Hacia el
año 330, cierto filósofo de Tiro, llamado Meropio, deseoso de ver el mundo y
aumentar sus conocimientos, emprendió un viaje a las costas de Arabia.
Le
acompañaron en ese viaje dos discípulos: Frumencio y Edesio. Al regresar, el
navío en que iban tocó un puerto de Etiopía. Los nativos del país atacaron a
los marineros y ejecutaron a todos los pasajeros, excepto a los dos jóvenes,
quienes estudiaban bajo un árbol, a cierta distancia.
Cuando los
nativos los descubrieron, los llevaron a la presencia del rey, el cual residía
en Aksum, en la región de Tigray. El monarca se sintió atraído por los modales
y la ciencia de los jóvenes cristianos y al poco tiempo, nombró a Frumencio,
que era el mayor, secretario suyo, e hizo a Edesio copero de palacio. Poco antes
de morir, el rey agradeció a los dos jóvenes sus servicios y les devolvió la
libertad.
La reina,
que ocupó la regencia durante la minoría de su hijo mayor, pidió a Frumencio y
Edesio que se quedasen a su servicio. Frumencio, que tenía a su cargo la administración,
persuadió a ciertos mercaderes cristianos para que se estableciesen en el país;
no sólo obtuvo permiso de la reina para que practicasen libremente su religión,
sino que, con el ejemplo de su propio fervor, era un modelo viviente para los
infieles.
Cuando los
dos hijos del rey tomaron en sus manos las riendas del gobierno, Frumencio y
Edesio renunciaron a sus cargos, a pesar de los ruegos de los monarcas.
Edesio
volvió a Tiro; ahí recibió la ordenación sacerdotal y refirió sus aventuras a
Rufino, quien las consignó en su «Historia de la Iglesia». Por su parte,
Frumencio, cuyo principal deseo consistía en convertir a los etíopes, fue a
Alejandría a pedir al obispo san Atanasio que enviase un pastor a los etíopes.
San
Atanasio, juzgando que Frumencio era el más capacitado para llevar a cabo la
obra que había comenzado, le consagró obispo. Tal fue el principio de las
relaciones de los cristianos de Etiopía con la Iglesia de Alejandría, que
persisten aún en nuestros días.
Probablemente,
la consagración de San Frumencio tuvo lugar en 340 o inmediatamente después de
346 o tal vez entre los años 355 y 356. El santo volvió a Aksum, donde con su
predicación y milagros obró numerosas conversiones. Se cuenta que consiguió
ganar al cristianismo a los dos reyes, Abreha y Asbeha, cuyos nombres figuran
en el santoral etíope. Pero el emperador Constancio, que era arriano, concibió
un odio implacable por san Frumencio, porque estaba unido con san Atanasio por
los lazos de la fe y el cariño.
Viendo que
no podía atraerle a la herejía, Constancio escribió a los dos reyes etíopes que
enviasen a san Frumencio a Jorge, el obispo intruso de Alejandría, quien se
encargaría de velar por «su bienestar». En la misma carta, el emperador los
prevenía contra Atanasio «por sus muchos crímenes».
Lo único
que consiguió Constancio con su carta fue que ésta cayese en manos de san
Atanasio, quien la incluyó en su «Apología». San Frumencio murió antes de
convertir a todos los aksumitas. Después de su muerte, se le dieron los títulos
de «Abuna» nuestro padre y «Aba salama» padre de la paz.
El primado
de la Iglesia disidente de Etiopía lleva todavía hoy el título de «Abuna».

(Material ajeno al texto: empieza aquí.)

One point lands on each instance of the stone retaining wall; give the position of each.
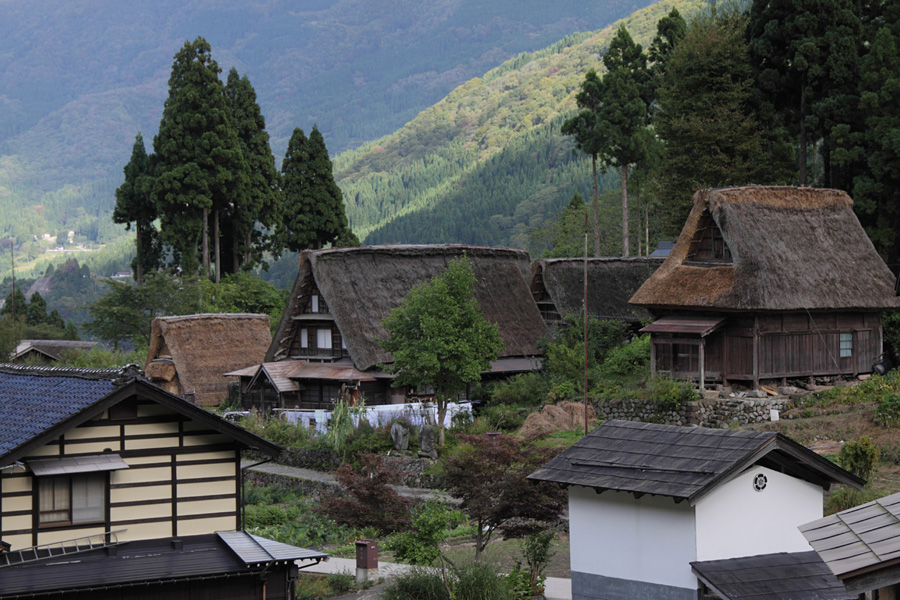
(721, 413)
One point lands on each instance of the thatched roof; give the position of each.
(611, 282)
(204, 347)
(362, 285)
(792, 249)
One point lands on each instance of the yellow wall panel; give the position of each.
(201, 526)
(198, 507)
(144, 531)
(86, 432)
(16, 484)
(152, 429)
(142, 475)
(206, 471)
(145, 511)
(156, 492)
(212, 488)
(16, 503)
(203, 440)
(222, 455)
(18, 541)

Se conserva hasta hoy una larga inscripción griega
descubierta en Aksum, que conmemora las hazañas de Aizanas, rey de los
homeritas, y de su hermano Saizanas. Ahora bien, Constancio escribió
precisamente a Aizanas y Saizanas la carta de la que hablamos arriba, que se
conserva en la Apología de san Atanasio; por consiguiente, no puede ponerse en
duda que san Frumencio haya predicado realmente el Evangelio en Aksum.
Aunque tal
vez el relato de Rufino está desfigurado por ciertas adiciones legendarias, es
perfectamente histórico que san Atanasio consagró a san Frumencio obispo de
Aksum.
Por otra
parte en el siglo IV el reino de Aksum, con su capital en la ciudad del mismo
nombre, era uno de los más poderosos de la región, y fue semillero de la
cristiandad en África.
En la
actualidad la ciudad de Aksum se considera sagrada y es la capital religiosa de
la ortodoxia etíope además de ser «patrimonio de la humanidad» por su valor
arqueológico.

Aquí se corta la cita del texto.